By Josie Cox
The Russian ruble hit a fresh record low against the U.S. dollar
Monday, burned by continuing fighting in Ukraine over the weekend
and European Commission President José Manuel Barroso warning that
the situation was approaching "a point of no return."
The dollar rose by 1.2% to 37.50 against the ruble in early
trade, surpassing the previous record set on Friday. Moscow's Micex
slipped into the red having clung to a slim gain earlier in the
day, while the dollar-traded RTS index lost 1.5%. Since last
Monday, the Micex is down just over 3.5%, while the RTS has
declined by almost 7%.
On Sunday, Ukrainian government forces lost more ground to
Russian-backed separatists in heavy fighting in the east of the
country. While on Saturday, European leaders threatened to impose
more sanctions on Moscow if it doesn't end its support for the
rebels.
"While guns are firing there is no way one could expect the
market situation to normalize. The peak isn't passed yet," said
Igor Akinshin, a dealer at Alfa Bank in Moscow.

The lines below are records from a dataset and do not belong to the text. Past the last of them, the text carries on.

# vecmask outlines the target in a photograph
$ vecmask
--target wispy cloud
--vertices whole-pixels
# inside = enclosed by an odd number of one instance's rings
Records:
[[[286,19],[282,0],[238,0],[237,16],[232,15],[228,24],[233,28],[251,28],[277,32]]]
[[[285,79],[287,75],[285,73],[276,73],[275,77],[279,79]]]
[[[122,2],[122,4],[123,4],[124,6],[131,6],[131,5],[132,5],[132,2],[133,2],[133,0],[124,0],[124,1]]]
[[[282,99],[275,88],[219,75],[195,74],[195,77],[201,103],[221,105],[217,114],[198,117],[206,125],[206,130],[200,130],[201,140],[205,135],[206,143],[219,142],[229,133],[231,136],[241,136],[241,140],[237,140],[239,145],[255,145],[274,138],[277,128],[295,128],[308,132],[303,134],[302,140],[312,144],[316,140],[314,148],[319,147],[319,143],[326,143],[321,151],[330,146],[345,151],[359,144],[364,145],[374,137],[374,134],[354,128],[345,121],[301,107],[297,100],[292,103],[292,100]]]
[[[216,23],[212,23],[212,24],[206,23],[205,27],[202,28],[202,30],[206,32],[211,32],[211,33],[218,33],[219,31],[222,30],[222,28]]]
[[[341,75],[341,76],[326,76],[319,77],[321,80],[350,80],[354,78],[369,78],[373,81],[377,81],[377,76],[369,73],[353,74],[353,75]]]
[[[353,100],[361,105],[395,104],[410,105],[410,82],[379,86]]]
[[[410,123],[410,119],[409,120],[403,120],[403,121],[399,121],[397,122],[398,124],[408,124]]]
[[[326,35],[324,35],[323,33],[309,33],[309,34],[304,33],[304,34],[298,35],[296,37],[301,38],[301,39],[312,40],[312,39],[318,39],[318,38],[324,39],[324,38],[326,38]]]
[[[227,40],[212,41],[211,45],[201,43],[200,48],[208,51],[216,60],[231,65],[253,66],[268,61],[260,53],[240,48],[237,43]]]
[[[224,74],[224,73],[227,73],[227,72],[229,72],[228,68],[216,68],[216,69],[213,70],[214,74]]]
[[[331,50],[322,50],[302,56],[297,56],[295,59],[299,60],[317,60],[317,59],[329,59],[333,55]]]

Egor Fedorov, an analyst at ING Bank in Moscow said that
pressure was also being heaped on the currency by reports the U.K.
has proposed banning Russian banks from the SWIFT network.
"That could result in short-term disruptions in interbank
payments and security settlements," Mr. Fedorov said. Andrew
MacFarlane, a strategist at Mitsubishi UFJ Securities International
PLC said that for the time being, "obtaining full European Union
agreement on that may prove difficult."
European stocks put in a lackluster performance Monday too,
chiefly weighed by the geopolitical tensions but also by data
showing that manufacturing activity in the euro zone slowed even
more sharply than first estimated in August, due in part to a
weaker performance than first estimated from Germany.
By midmorning the Stoxx Europe 600 was flat on the day, while
the U.K's FTSE lost 0.1%, Germany's DAX 0.2% and France's CAC 0.3%.
In the U.S., the S&P 500 was indicated falling 0.1%. Futures,
however, don't necessarily reflect moves after the opening
bell.
The euro continued its slow slide against the greenback,
touching a near-year low of $1.3119 before rate announcements from
both the European Central Bank and the Bank of England later in the
week.
Several banks, including BNP Paribas, RBC and Nomura, expect the
ECB to trim interest rates in a further bid to fuel the sluggish
recovery.
Last month, ECB President Mario Draghi hinted that the central
bank could be preparing further stimulus, even raising the prospect
of quantitative easing. Some economists have said, however, that
the central bank is likely to want to gauge the impact of its June
measures and assess the take up of the targeted longer-term
refinancing operation before taking further action.
Back in equity markets Swiss drug maker Novartis AG led the
pan-European index, adding more than 3% after a positive testing of
its LCZ696 heart drug. Fabian Wenner, an analyst at Kepler
Cheuvreux, raised his target price to 87 Swiss francs from 81
francs.
France's Iliad SA, which is trying to buy U.S. operator
T-Mobile, was one of the biggest losers on the index after the
telecom operator reported a fall in first-half net profit on
Friday.
In commodities markets Brent crude oil lost 0.15% to trade at
$103.04 a barrel, while gold added 0.1% to $1,288.50.